According to him, there is the National Renewable Energy and Energy Efficiency Policy; National Energy Efficiency Action Plan; Intended Nationally Determined Contributions and (INDCs); Nationally Determined Contributions (NDCs); and ERGP.

He said government must stick to the path to fulfilling its NDCs and move away from projects that will hamper the achievement of set objectives, as this is critical to attaining the goal of reducing carbon footprints, while questionable projects like the setting up of nuclear power plant should be jettisoned, considering costs, management and disaster control capacity.

“The presence of strong institutions, which can oversee high-impact initiatives is a prerequisite for effective use of climate finance. For developing countries such as Nigeria to get direct access to finance, they must show that they have strong institutions that can effectively deploy funds and oversee the implementation of funded initiatives.

“Initiatives like the Sovereign Green Bonds of the FGN and projects of this kind should be encouraged. The CBN, the Bank of Industry (BOI) should take the lead and set up similar initiatives with single digit interest rates to ramp up sustainable energy generation in the country.

“This will not only increase the proportion of Nigerians that have access to power but will also create jobs, stimulate the economy and can lead the economy out of recession on onto a sustainable development path,” he said.

Faulting agriculture sector allocations in 2017, at about two per cent, which is against 10 per cent ratified by the country, the groups said they expect nothing less than five per cent of the overall budget in 2018, which is half of Nigeria’s commitment under the Maputo Declaration.

The Lead Director of CSJ and spokesperson of the group, Eze Onyekpere, noted that the bulk of the increase should go to capital expenditure, as a reverse to what is in the budget now, noting that agriculture contributes more than 25 per cent of our extant growth numbers and provides jobs to about 30 per cent of the population.

“Even though it is mainly a private sector activity, government ought to invest more resources in that sector that contributes and employs the greatest number of Nigerians,” said.

“Government should stop the sequestration of a huge part of capital funds in the headquarters of the Ministry and send them to agencies and parastatals that need them. Procurement of goods and services is best done at the level of the agency or institution that needs them.

“Renewable energy utilisation in agriculture, including solar boreholes, solar lighting, drying, development of automated solar powered agriculture machines and planters and harvesters should be invested on. This is cheaper in terms of fuelling in the long run and the whole life cycle costs will also be cheaper.’’

“The idea of putting money in the budget for erosion control without the sites promotes corruption, embezzlement and stealing of the money.

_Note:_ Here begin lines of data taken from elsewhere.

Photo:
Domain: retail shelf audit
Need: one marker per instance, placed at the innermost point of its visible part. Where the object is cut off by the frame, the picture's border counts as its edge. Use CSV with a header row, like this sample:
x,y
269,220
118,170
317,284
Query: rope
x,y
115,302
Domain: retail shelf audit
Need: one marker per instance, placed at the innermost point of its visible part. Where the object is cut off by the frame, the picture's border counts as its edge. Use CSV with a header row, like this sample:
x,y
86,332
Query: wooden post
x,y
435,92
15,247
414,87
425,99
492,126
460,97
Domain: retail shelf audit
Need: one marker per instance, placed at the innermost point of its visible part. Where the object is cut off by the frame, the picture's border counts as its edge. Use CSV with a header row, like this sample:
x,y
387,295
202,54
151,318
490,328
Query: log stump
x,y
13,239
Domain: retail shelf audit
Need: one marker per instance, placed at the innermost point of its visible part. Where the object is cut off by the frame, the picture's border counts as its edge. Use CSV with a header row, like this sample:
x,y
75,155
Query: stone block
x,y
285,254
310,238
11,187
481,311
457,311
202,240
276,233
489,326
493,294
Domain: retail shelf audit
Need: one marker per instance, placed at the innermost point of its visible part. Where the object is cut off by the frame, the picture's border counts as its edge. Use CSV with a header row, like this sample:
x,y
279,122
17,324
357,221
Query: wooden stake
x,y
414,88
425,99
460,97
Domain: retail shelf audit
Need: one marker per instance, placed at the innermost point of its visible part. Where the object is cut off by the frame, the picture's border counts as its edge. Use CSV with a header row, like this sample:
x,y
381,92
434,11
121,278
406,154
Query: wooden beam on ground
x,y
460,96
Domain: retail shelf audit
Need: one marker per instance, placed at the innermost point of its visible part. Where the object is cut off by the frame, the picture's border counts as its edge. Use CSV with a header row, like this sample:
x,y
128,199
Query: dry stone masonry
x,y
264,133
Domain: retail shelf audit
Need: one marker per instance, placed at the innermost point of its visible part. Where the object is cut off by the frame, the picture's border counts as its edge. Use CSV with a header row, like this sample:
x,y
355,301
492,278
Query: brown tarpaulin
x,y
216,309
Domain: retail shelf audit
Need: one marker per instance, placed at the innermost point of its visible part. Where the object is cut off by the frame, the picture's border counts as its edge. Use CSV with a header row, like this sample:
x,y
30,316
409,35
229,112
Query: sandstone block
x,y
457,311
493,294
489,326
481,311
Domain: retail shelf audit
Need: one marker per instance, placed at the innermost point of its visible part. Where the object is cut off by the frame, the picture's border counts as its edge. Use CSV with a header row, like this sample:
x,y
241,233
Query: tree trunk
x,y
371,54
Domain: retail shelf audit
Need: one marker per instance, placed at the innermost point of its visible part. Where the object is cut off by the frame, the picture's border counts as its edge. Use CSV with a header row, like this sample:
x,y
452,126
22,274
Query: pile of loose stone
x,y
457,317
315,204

It does not promote accountability and transparency in the budgeting process,” he said.

The Programme Officer at CSJ, Martins Eke, said the National Transport Policy should be fully implemented, with focus being at upgrading roads in city centers to reduce congestion, increase fuel efficiency and incentivize use of public transport.

Although a modal shift in passenger travel from roads to high-speed rail, focusing on the busiest routes where immediate uptake and substantial savings in travel time can be achieved, after several investments, it is still in the pipeline.

He noted that investment in rail infrastructure can reduce costs of food and create new markets for agriculture produce.He however, called government to implement, as soon as the economy recovers from recession, fiscal incentives such as fuel and vehicle taxes, which will discourage the growth of private motorised traffic and thus reduce emission.